One real estate opportunity is the four-level, 91,000-square-foot Forever 21 flagship in Manhattan’s Times Square, at 1540 Broadway. When it opened in June 2010, the store was decked out with New York City icons — mannequins dressed as street vendors, a real yellow taxi cab parked inside, signs theatrically spelled out in Broadway-style lights, 151 fitting rooms, 32 cash registers and 500 employees. It was ready for big business, unusually keeping the site open for way more hours than other stores in the city, and anticipating generating $100 million in sales. But a real estate source once told WWD that the company was paying $20 million in rent on Times Square but only taking in about $30 million in annual volume.

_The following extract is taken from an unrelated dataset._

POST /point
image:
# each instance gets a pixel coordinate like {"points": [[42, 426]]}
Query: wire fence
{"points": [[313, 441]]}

Now the flagship has been reduced to sharp discounting, offering such deals as skin-tight women’s jeans for $13.80, priced down from $22.99; women’s tops reduced to $11.99 from $19.99; pointelle dresses for $20.99, marked down from $34.99. Online, sharper deals are available, such as faux leather bomber jackets marked down to $16.50 from $54.99, and pajama pants marked down to $5.40 from $17.99. Hilco Consumer Retail, Gordon Brothers and SB360 are managing the liquidation sales.

Another real estate opportunity is the 650,000-square-foot warehouse in Perris, Calif., about 50 miles outside of L.A., that’s on the market.

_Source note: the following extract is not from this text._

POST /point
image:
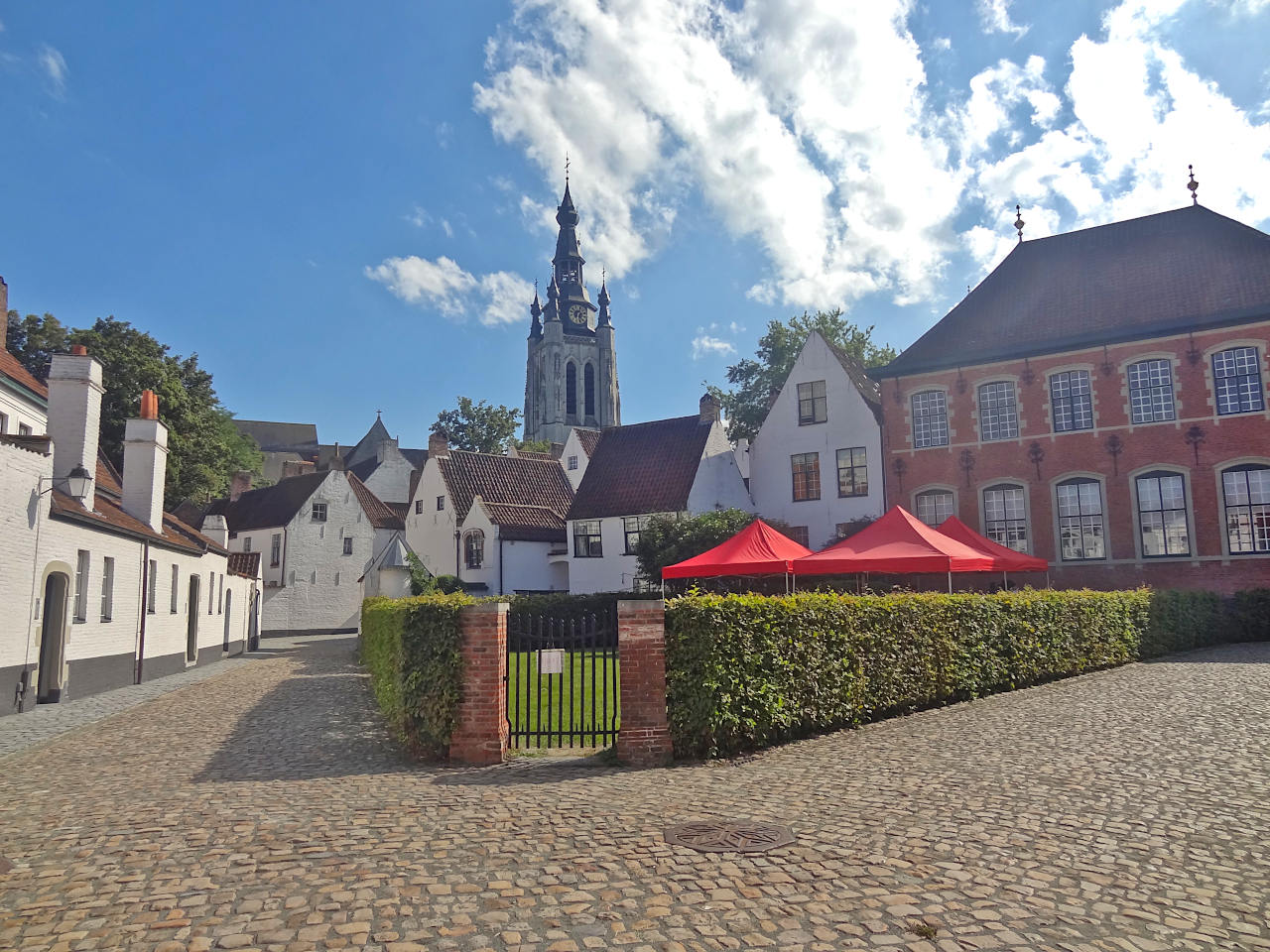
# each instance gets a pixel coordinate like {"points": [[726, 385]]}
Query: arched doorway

Friedman declined to disclose what retailers are interested in spaces being vacated by Forever 21, but several expansion-minded brands include Primark, Aritzia, Mango, TJMaxx, Nordstrom Rack, Academy Sports + Recreation, Shake Shack, Birkenstock, Lululemon, Athleta, Zara, American Eagle Outfitters, Equinox, Dave & Buster’s, Punch Bowl Social and Pickleball America.

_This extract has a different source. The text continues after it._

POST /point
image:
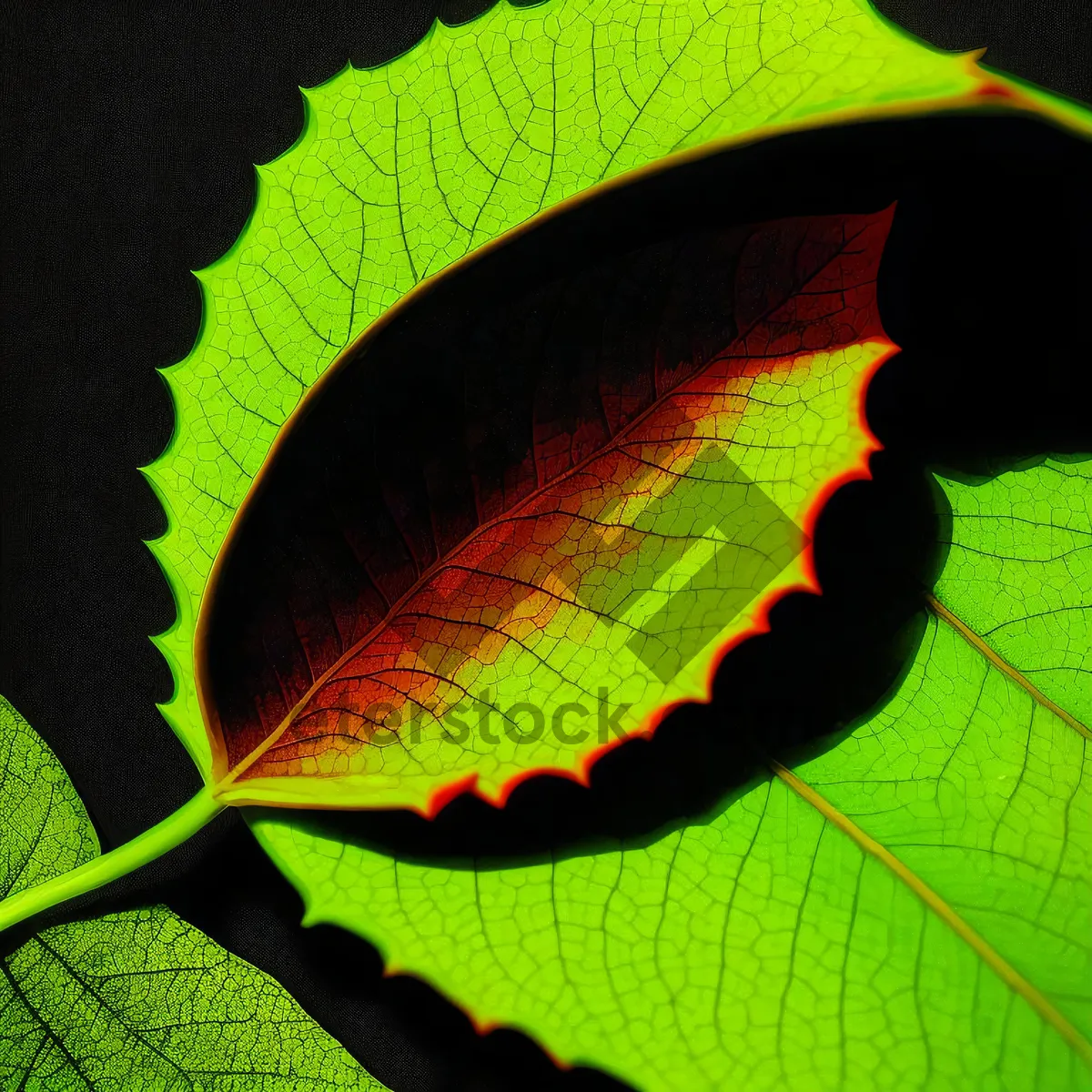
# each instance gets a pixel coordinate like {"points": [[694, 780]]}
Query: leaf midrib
{"points": [[868, 845]]}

Monday marked another round of Forever 21 closings. Sadly, “the balance will be gone before the end of April,” Friedman said.

Outside the U.S., Forever 21 operates stores in Canada, China, Australia, Germany and several other countries. Its international expansion is said to have put too much pressure its quick-turn supply chain.

Other sources cited other reasons for Forever 21’s difficulties, including a failure to embrace themes important to consumers, such as sustainability, and legal battles over trademark infringement with Gucci, Adidas and Puma, and labor issues involving complaints over sweatshop conditions.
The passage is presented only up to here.